Little boys liked to cut Barbie's hair when they fought with little girls. If they were particularly malicious or angry, they would rip Barbie's head completely off (probably unspoken revenge for the bobbitization of Ken). Did the little boys who decapitated Barbies end up as serial killers or rapists? Has anyone ever done a study on this? I wouldn't be surprised if there were some sort of correlation. If you went into a penitentiary and visited every one of the Death Row inmates and asked them whether, as a child, they maimed Barbie dolls, would a higher percentage of those men say yes than, for example, members of our House or Senate? Or is this an unfair comparison? Perhaps the subjects of the study have to be more different from one another.

Now toys have grown up...we never watched Barbie and Ken on television, we just made up our own little games about them. Today you can buy toys based on the television shows you watch. The women are perhaps more unrealistic than Barbie, scary though that thought is. They aren't slender with big bust like Barbie, they're muscular, more muscular than Ken was, and still they have big, perky breasts. They are more likely to have an unearthly shade of hair and dress in quasi-futuristic garb, so in that sense perhaps they aren't as psychologically damaging, but in another sense, when you play with a character whose personality is dictated to you on a television show, is that healthy play? Why can't we have heroes that reflect who we are as Americans in this day and age? Why do we not have a Slugboy? Able to ingest seven cartons of fries in one sitting without a single burp. Why do we not have Mr. Couch Potato? Instead of changing his face, you squeeze his imaginary remote control to change channels. Why don't we have the Fast Food Goddess? Able to recite the price list at every fast food outlet within a ten mile radius, and give you driving directions without consulting a map.
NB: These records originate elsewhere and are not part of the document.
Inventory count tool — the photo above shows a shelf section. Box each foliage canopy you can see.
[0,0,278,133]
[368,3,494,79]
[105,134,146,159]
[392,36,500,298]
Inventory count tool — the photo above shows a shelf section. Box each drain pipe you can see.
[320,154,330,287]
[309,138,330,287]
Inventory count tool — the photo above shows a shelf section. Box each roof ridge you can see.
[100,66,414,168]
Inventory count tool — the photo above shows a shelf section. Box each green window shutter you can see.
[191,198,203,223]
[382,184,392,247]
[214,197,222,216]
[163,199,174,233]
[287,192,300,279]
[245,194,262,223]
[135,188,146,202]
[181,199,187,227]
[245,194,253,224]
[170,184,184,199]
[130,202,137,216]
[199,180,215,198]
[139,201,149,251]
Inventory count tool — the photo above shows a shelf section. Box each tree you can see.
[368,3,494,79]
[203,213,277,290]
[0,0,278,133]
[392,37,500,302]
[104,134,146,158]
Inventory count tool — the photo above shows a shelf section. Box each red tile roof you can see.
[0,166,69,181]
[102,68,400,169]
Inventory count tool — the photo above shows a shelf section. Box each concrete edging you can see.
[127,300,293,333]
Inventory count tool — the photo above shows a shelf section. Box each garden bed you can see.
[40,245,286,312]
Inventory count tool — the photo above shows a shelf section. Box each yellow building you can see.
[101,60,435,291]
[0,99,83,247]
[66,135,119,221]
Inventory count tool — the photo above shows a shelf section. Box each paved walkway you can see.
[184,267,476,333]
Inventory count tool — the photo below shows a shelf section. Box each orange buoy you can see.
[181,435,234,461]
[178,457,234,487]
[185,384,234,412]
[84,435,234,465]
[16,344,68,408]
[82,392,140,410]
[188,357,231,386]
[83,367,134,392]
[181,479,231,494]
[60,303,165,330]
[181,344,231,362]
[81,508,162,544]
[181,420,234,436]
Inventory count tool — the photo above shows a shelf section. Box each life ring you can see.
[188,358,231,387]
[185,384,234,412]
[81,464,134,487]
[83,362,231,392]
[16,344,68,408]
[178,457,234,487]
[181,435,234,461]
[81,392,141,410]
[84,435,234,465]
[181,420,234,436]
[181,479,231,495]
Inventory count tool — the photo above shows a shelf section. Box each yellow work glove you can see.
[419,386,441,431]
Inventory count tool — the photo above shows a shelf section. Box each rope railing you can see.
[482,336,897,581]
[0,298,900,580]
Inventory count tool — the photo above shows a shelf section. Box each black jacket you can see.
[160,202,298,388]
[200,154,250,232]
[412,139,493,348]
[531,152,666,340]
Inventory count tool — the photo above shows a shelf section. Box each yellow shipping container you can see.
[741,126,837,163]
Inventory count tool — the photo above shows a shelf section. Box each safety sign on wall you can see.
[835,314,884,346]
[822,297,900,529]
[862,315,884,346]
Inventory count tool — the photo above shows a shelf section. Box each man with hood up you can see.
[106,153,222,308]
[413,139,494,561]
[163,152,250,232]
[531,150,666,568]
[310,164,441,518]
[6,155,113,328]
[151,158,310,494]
In some ways I miss my Barbies. I don't wear ballgowns when I clean the house. Okay, I don't really clean the house as often as I should, but I don't wear ballgowns when I do (although I have hung sheet rock in heels before). Barbie never had to clean house. Barbie never had to sit up with a sick child or comfort a hurting friend. Barbie was just Barbie. Ken was just Ken. I think, perhaps this very night, I'm going to sit and try to play with Barbie dolls again. I find that as I've aged, I've lost that ability to play, to invent imaginary dialog between synthetic plastic friends, but I want to get it back. I want to return to the time when the biggest problem a woman, Barbie, had was trying to get her shoes to stay on her molded plastic feet, a place where the clothes always fit and always looked good, a place, I really don't want to go back there. Plastic life is plastic. Real life...real life is where I am. Imperfect, crabby at times, silly at other times (way too silly), I'm not Barbie, I'm not married to Ken, and you know what? That's okay.